Thanks to seductive, dark cinematography by Jóhann Máni Jóhannsson and a very moody but marvelous score, the film pulls viewers right in. Even without knowing much about the characters, or even the setting or location they're in, it's not hard to fall into this and feel attracted by its cinematic pull. The bigger story involving all of these people is very sensual, addressing poignant topics such as honesty, integrity, domestic abuse, the power of sex, how our perceptions can be off, and the way we cope with all of this while also struggling to make the best for ourselves, and our families. But instead hammering audiences over the head with how prevalent, and unchecked, all of this is (as many films tend to do nowadays) it provides some light in the darkness. And with all that darkness, all the shit to wade through, it's refreshing to find some light.

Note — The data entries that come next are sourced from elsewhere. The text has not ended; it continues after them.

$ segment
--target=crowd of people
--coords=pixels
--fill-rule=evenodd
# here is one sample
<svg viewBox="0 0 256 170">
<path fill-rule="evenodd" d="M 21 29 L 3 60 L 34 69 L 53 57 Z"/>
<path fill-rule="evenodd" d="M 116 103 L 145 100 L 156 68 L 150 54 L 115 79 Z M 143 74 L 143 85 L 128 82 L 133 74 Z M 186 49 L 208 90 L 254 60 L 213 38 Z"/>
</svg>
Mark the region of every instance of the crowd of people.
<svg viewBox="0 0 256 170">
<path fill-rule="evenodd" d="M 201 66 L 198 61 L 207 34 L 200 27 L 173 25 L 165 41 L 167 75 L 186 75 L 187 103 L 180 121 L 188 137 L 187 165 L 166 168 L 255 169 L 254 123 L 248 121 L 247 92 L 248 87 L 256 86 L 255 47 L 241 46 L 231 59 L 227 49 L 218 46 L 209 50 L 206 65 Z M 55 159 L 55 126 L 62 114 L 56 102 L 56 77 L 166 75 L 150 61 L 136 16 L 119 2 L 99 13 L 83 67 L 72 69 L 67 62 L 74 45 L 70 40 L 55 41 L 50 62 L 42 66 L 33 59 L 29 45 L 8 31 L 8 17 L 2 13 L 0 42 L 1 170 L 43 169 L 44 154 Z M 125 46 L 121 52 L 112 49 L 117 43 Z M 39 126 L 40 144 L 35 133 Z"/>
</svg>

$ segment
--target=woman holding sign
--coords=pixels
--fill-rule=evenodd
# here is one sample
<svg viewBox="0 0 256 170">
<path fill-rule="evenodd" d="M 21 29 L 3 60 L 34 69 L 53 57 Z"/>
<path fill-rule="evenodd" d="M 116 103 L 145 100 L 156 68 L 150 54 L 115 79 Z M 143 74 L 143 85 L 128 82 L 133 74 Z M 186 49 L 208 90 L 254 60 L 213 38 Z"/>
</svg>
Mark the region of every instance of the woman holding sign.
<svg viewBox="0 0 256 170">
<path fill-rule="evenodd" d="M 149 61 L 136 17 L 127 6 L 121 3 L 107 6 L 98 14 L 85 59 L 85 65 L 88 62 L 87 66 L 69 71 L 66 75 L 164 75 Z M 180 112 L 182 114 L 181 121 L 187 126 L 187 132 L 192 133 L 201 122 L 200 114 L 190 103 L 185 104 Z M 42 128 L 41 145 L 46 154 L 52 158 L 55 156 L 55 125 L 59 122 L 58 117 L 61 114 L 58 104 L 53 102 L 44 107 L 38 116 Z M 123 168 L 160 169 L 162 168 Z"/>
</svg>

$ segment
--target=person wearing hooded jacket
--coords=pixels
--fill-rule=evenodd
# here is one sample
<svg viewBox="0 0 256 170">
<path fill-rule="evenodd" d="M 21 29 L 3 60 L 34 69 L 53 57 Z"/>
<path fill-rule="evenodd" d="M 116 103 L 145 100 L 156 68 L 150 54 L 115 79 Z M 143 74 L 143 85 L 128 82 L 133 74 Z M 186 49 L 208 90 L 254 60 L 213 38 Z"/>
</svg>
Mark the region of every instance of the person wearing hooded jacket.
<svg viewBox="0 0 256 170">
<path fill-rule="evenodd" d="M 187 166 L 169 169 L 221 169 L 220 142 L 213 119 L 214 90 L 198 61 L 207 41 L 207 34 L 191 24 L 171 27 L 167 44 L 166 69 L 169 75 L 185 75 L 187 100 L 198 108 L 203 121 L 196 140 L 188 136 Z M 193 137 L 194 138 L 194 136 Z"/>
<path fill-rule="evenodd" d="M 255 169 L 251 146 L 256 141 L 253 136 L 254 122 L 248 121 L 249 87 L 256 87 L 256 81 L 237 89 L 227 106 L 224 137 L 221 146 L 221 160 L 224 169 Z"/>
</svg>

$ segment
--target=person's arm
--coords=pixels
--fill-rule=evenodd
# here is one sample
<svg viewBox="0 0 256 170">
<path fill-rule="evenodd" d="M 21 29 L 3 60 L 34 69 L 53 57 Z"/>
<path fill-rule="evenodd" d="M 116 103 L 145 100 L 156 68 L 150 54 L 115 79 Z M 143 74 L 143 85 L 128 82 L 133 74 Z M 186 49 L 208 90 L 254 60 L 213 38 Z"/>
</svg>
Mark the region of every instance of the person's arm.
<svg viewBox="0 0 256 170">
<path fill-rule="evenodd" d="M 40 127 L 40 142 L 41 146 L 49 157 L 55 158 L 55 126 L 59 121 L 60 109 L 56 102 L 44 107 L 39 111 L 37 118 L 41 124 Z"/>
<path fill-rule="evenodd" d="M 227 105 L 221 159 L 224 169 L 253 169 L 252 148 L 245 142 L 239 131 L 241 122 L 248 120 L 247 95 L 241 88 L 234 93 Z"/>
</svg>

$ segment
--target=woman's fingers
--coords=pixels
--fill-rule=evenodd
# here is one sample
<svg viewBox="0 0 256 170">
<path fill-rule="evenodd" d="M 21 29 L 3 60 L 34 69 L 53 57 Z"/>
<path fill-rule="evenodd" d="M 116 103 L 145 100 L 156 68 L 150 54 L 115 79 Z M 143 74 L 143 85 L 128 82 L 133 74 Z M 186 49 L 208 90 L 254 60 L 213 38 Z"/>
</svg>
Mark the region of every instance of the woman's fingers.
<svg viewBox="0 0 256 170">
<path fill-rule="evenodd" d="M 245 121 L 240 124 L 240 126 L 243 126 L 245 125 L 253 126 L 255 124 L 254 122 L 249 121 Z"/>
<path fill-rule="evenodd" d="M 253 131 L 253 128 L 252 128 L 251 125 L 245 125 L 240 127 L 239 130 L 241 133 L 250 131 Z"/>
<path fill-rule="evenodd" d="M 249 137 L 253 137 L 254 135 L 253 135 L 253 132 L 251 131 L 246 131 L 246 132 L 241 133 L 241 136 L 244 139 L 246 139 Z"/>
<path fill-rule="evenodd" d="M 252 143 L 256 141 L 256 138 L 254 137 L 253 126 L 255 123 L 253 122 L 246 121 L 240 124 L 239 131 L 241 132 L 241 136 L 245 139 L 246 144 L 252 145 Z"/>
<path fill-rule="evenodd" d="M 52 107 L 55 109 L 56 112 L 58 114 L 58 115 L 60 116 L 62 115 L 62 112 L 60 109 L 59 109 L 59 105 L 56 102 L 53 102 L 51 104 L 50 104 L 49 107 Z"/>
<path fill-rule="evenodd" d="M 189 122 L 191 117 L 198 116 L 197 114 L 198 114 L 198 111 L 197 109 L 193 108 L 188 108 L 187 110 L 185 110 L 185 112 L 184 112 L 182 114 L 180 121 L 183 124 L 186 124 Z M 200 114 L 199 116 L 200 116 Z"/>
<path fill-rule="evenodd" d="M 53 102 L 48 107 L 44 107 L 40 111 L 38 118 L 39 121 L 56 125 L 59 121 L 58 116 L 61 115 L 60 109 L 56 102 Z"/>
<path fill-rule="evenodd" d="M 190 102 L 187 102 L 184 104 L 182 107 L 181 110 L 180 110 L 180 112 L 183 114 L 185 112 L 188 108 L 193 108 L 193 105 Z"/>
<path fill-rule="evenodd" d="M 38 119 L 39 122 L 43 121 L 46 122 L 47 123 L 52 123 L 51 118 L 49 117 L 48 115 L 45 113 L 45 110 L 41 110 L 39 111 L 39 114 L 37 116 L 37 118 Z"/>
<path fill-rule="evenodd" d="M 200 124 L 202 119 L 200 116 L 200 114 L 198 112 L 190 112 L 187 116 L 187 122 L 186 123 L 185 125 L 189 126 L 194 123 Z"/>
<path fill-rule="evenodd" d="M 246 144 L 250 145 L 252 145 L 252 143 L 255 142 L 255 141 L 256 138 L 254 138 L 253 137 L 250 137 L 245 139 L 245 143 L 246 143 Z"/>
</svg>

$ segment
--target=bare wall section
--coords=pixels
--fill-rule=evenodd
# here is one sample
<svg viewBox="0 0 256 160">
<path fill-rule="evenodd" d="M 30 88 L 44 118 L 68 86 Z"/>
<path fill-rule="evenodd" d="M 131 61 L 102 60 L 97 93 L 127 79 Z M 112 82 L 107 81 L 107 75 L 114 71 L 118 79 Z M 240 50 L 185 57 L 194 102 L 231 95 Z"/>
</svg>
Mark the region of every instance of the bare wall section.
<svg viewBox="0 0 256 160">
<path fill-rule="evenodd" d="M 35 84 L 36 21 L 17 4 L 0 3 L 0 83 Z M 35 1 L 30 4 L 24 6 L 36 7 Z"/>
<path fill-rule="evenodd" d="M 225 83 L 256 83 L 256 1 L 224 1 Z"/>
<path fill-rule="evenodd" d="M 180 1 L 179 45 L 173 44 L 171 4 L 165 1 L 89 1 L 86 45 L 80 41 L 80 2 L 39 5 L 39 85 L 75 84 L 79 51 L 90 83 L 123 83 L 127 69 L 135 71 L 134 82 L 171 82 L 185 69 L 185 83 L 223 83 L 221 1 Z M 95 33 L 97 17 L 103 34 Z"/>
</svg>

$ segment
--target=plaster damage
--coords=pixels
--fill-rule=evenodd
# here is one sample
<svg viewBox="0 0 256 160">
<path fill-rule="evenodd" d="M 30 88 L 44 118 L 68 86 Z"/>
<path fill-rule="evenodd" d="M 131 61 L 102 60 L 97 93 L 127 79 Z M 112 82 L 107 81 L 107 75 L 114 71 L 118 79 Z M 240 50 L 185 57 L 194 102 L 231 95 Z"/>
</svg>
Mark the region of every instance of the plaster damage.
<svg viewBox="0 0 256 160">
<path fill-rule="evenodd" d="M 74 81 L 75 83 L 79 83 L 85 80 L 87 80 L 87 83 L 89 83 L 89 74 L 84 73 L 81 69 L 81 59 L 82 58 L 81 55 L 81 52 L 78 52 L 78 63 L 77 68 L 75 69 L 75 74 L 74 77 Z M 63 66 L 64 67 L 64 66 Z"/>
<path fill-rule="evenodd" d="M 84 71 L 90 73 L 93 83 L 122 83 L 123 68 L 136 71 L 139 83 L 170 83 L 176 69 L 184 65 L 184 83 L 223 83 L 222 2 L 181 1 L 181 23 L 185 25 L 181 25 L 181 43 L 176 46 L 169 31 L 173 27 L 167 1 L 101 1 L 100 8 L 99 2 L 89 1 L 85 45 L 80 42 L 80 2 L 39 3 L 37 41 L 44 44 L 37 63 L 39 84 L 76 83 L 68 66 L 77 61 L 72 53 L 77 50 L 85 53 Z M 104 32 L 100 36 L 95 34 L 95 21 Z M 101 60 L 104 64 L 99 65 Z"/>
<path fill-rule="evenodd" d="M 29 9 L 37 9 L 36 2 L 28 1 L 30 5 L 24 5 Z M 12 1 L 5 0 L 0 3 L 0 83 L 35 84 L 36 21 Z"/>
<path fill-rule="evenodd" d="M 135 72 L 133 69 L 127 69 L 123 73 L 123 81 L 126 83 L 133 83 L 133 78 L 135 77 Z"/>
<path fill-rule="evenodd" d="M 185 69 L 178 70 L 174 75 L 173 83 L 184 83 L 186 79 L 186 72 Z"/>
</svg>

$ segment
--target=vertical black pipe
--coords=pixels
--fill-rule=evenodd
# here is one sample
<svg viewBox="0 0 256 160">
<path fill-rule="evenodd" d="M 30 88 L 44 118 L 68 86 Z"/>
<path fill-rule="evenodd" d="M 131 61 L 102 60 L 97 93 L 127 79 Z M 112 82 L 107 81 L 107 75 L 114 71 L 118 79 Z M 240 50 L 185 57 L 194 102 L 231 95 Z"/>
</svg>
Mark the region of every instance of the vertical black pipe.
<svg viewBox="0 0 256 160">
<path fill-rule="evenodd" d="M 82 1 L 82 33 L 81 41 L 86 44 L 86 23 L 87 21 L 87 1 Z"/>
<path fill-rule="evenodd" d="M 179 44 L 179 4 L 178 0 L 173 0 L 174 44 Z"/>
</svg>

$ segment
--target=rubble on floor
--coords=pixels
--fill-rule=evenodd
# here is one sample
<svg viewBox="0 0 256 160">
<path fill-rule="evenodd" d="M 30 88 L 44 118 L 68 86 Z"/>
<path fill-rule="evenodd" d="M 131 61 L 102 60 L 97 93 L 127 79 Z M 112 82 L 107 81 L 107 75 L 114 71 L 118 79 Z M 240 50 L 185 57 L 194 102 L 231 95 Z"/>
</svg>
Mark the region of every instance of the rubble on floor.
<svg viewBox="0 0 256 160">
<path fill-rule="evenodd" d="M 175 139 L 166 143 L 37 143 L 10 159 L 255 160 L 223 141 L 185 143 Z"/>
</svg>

Over the last few weeks (and years) there have been a number of films like The Wolf of Wall Street, The Girl with the Dragon Tattoo, Ramin Bahrani's 99 Homes (at Telluride/TIFF), and Dan Gilroy's Nightcrawler (at Telluride/TIFF) that play up the good side of this corruption/debauchery ever prevalent in our society. They tend to remind us that, despite desires for a better world, it's not as easy to change things as we think, and sometimes we have to cave in and accept the bullshit if we want to make it through alive (or sane, or with a nice car). However, Life in a Fishbowl finally says screw that (not literally) and gives us a bit of hope, some optimism, to hold on to as it attempts to navigate the troubles of a stressed out, embittered modern society.

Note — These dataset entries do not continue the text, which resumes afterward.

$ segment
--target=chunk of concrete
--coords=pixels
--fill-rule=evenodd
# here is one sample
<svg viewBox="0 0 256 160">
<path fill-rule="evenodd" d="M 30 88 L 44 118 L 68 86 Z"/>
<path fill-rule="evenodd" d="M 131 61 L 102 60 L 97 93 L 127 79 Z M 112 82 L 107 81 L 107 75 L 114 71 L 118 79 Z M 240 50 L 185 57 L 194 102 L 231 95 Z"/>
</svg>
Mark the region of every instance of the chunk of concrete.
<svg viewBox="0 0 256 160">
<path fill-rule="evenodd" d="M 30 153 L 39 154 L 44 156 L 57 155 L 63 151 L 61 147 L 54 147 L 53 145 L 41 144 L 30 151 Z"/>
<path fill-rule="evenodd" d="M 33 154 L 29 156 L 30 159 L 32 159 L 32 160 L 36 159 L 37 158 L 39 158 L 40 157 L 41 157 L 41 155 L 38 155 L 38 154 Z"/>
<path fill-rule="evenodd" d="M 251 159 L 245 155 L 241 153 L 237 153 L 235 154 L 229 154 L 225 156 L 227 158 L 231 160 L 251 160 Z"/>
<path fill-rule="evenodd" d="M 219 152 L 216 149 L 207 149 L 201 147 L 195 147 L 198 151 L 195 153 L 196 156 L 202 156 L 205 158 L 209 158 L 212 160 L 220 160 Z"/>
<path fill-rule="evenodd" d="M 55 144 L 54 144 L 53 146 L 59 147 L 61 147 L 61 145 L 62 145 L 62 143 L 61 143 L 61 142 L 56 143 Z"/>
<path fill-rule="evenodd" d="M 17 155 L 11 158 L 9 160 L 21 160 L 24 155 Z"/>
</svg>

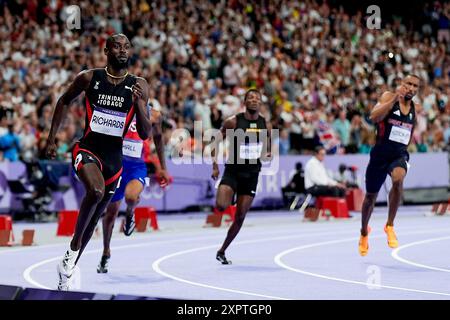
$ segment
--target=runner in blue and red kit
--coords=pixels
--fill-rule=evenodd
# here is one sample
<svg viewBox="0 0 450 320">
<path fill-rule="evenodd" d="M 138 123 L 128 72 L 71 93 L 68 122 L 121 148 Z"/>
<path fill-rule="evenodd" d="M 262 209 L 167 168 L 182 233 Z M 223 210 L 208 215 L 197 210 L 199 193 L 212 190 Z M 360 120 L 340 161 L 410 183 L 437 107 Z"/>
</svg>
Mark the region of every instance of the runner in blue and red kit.
<svg viewBox="0 0 450 320">
<path fill-rule="evenodd" d="M 387 175 L 391 176 L 392 188 L 389 192 L 389 215 L 384 231 L 389 247 L 398 246 L 394 219 L 403 193 L 403 180 L 409 167 L 407 148 L 414 131 L 416 109 L 420 108 L 412 101 L 419 84 L 419 77 L 406 76 L 395 93 L 390 91 L 383 93 L 370 115 L 376 124 L 377 141 L 370 152 L 366 171 L 366 196 L 362 207 L 359 240 L 359 253 L 362 256 L 367 255 L 369 251 L 369 219 Z"/>
<path fill-rule="evenodd" d="M 152 138 L 155 143 L 156 153 L 160 162 L 160 169 L 156 173 L 161 187 L 166 187 L 170 181 L 167 174 L 166 163 L 164 159 L 164 144 L 162 141 L 161 114 L 153 110 L 149 105 L 152 122 Z M 150 139 L 143 141 L 136 130 L 136 120 L 131 122 L 130 128 L 123 142 L 123 172 L 120 178 L 119 186 L 114 194 L 111 203 L 106 209 L 103 217 L 103 255 L 97 267 L 98 273 L 108 272 L 108 262 L 111 257 L 111 236 L 114 228 L 114 222 L 119 213 L 122 199 L 125 198 L 127 204 L 125 224 L 123 232 L 126 236 L 133 233 L 135 228 L 134 209 L 139 203 L 139 196 L 145 187 L 145 178 L 147 177 L 147 166 L 144 159 L 146 153 L 150 152 Z"/>
<path fill-rule="evenodd" d="M 59 290 L 70 289 L 75 265 L 114 194 L 122 173 L 123 138 L 131 120 L 136 115 L 142 139 L 147 139 L 151 131 L 147 81 L 127 71 L 130 46 L 125 35 L 110 36 L 104 48 L 106 67 L 78 74 L 56 104 L 46 146 L 46 155 L 51 159 L 56 156 L 56 133 L 67 108 L 85 92 L 85 130 L 73 149 L 72 164 L 86 194 L 70 248 L 57 266 Z"/>
</svg>

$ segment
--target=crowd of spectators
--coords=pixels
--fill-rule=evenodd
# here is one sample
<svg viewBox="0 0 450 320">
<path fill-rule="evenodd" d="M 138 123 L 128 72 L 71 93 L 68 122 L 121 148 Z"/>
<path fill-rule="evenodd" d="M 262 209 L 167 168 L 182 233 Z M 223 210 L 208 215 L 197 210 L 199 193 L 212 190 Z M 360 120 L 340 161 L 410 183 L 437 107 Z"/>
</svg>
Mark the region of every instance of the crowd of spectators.
<svg viewBox="0 0 450 320">
<path fill-rule="evenodd" d="M 382 17 L 366 25 L 366 8 L 350 15 L 326 1 L 77 1 L 81 29 L 70 29 L 69 1 L 0 0 L 1 159 L 42 157 L 58 97 L 81 70 L 104 67 L 113 33 L 133 45 L 130 72 L 150 83 L 164 115 L 168 154 L 176 129 L 194 137 L 243 109 L 250 87 L 279 129 L 281 154 L 368 153 L 368 118 L 383 91 L 408 73 L 421 77 L 423 108 L 412 152 L 448 150 L 450 141 L 450 3 L 425 3 L 419 23 Z M 383 8 L 381 8 L 383 10 Z M 76 99 L 57 135 L 58 158 L 84 130 Z M 194 139 L 194 138 L 192 138 Z M 201 152 L 199 141 L 189 146 Z"/>
</svg>

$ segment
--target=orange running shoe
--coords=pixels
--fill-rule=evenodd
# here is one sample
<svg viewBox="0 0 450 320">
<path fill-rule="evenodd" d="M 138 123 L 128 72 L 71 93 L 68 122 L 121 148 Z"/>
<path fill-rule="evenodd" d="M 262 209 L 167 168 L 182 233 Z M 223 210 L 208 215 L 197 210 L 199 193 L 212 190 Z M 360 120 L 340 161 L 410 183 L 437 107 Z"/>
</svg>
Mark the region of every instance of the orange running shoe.
<svg viewBox="0 0 450 320">
<path fill-rule="evenodd" d="M 386 235 L 388 237 L 388 246 L 391 248 L 397 248 L 398 240 L 397 240 L 397 236 L 395 235 L 394 227 L 385 225 L 384 232 L 386 232 Z"/>
<path fill-rule="evenodd" d="M 359 254 L 364 257 L 369 252 L 369 233 L 371 229 L 370 227 L 367 228 L 367 235 L 363 236 L 361 235 L 359 237 Z"/>
</svg>

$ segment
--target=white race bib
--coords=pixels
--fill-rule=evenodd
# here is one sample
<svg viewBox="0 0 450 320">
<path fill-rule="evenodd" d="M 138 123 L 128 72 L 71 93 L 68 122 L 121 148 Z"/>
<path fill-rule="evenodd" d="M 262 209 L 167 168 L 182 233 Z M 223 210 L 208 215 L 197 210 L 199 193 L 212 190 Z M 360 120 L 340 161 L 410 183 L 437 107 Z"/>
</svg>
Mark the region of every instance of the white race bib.
<svg viewBox="0 0 450 320">
<path fill-rule="evenodd" d="M 392 126 L 389 140 L 408 145 L 411 138 L 411 129 L 400 126 Z"/>
<path fill-rule="evenodd" d="M 136 140 L 123 140 L 122 153 L 124 156 L 141 158 L 144 143 Z"/>
<path fill-rule="evenodd" d="M 261 157 L 262 142 L 241 144 L 239 151 L 241 159 L 258 159 Z"/>
<path fill-rule="evenodd" d="M 125 129 L 127 114 L 95 107 L 89 126 L 93 132 L 121 137 Z"/>
</svg>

The film's characters and how fleshed out they are make this compelling. The one every will fall in love with, despite his flaws, is Móri played by Þorsteinn Bachmann. An accomplished poet/writer, he's also a drunk (or "wino" as they call him in the film) but listening to him talk is like listening to poetry. Everything he says is lyrical, and the most breathtaking moments of the film are when he really speaks from his heart. The rest of the Icelandic cast including Hera Hilmar as Eik, Thor Kristjansson, Sveinn Ólafur Gunnarsson and Laufey Elíasdóttir, are fantastic and all of them add something special to the film. My only issues are with a few of the story beats that occasionally try to push the story along a bit too easily. Almost all of it is totally realistic except for a few scenes, though I could look past those when it comes to the full experience.

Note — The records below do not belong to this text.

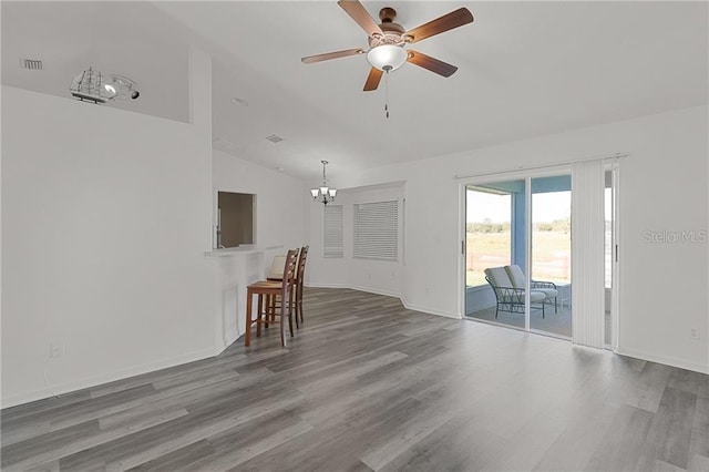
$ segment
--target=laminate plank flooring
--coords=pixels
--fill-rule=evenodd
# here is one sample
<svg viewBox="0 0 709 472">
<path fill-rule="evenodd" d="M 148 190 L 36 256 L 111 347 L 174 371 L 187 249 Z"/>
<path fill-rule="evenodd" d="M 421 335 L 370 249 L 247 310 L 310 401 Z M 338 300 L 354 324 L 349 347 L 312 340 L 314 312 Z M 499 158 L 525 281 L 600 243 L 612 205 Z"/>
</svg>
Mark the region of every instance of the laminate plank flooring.
<svg viewBox="0 0 709 472">
<path fill-rule="evenodd" d="M 216 358 L 6 409 L 3 471 L 706 471 L 709 376 L 306 288 Z"/>
</svg>

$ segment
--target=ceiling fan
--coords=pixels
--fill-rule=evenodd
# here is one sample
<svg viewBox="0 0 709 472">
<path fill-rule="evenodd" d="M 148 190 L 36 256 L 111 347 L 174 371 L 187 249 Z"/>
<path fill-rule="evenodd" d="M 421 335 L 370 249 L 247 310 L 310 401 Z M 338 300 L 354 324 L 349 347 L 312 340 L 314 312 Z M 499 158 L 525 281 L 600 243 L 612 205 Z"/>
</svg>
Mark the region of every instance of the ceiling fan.
<svg viewBox="0 0 709 472">
<path fill-rule="evenodd" d="M 473 21 L 473 14 L 466 8 L 459 8 L 455 11 L 407 31 L 401 24 L 394 23 L 397 11 L 393 8 L 382 8 L 379 11 L 381 23 L 377 24 L 374 19 L 364 10 L 364 7 L 362 7 L 358 0 L 340 0 L 337 4 L 367 32 L 369 37 L 369 50 L 353 48 L 343 51 L 326 52 L 325 54 L 308 55 L 301 59 L 306 64 L 328 61 L 330 59 L 347 58 L 349 55 L 367 54 L 367 61 L 372 68 L 369 71 L 367 82 L 364 82 L 364 92 L 377 90 L 382 74 L 399 69 L 404 62 L 411 62 L 444 78 L 453 75 L 458 70 L 455 65 L 411 49 L 404 49 L 404 47 L 471 23 Z"/>
</svg>

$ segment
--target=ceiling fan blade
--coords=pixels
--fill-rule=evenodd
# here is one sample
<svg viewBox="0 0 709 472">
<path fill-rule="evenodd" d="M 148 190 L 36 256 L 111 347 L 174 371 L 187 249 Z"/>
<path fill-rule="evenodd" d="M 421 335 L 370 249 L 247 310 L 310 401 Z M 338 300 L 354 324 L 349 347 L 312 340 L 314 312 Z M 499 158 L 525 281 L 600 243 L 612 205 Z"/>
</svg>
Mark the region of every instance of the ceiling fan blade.
<svg viewBox="0 0 709 472">
<path fill-rule="evenodd" d="M 364 7 L 362 7 L 359 1 L 340 0 L 337 2 L 337 4 L 339 4 L 340 8 L 342 8 L 342 10 L 347 12 L 347 14 L 352 17 L 352 20 L 354 20 L 357 24 L 359 24 L 362 30 L 367 32 L 368 35 L 384 35 L 381 28 L 379 28 L 379 24 L 377 24 L 371 14 L 369 14 L 367 10 L 364 10 Z"/>
<path fill-rule="evenodd" d="M 407 31 L 407 35 L 411 37 L 411 41 L 409 42 L 414 43 L 472 22 L 473 13 L 471 13 L 466 8 L 459 8 L 443 17 L 436 18 L 435 20 L 431 20 L 428 23 Z"/>
<path fill-rule="evenodd" d="M 369 75 L 367 76 L 367 82 L 364 82 L 364 92 L 371 92 L 372 90 L 377 90 L 382 74 L 383 74 L 382 71 L 380 71 L 377 68 L 372 68 L 369 71 Z"/>
<path fill-rule="evenodd" d="M 342 51 L 326 52 L 325 54 L 308 55 L 306 58 L 302 58 L 301 61 L 305 62 L 306 64 L 312 64 L 314 62 L 322 62 L 322 61 L 329 61 L 330 59 L 347 58 L 349 55 L 363 54 L 364 52 L 367 51 L 364 51 L 362 48 L 353 48 L 353 49 L 346 49 Z"/>
<path fill-rule="evenodd" d="M 412 51 L 409 49 L 407 52 L 409 53 L 407 62 L 411 62 L 412 64 L 415 64 L 420 68 L 428 69 L 431 72 L 443 75 L 444 78 L 450 78 L 458 70 L 455 65 L 439 61 L 435 58 L 431 58 L 430 55 L 422 54 L 418 51 Z"/>
</svg>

Despite Aronofsky's recommendation, I was still surprised to find a film as moving and unique as this one. Baldvin Zophoníasson is a director to watch, and I expect we'll be seeing quite a bit from him down the line. He proves that he has remarkable storytelling talent, not only in blending the characters together, but giving taking us on the kind of emotional journey that resonates deep down in our bones. The kind that reminds us and reaffirms that although there's plenty of destructive, selfish people out there, there's also some hope. It's the little moments, even just a smile, or small gestures, that can make all the difference. Seek this out.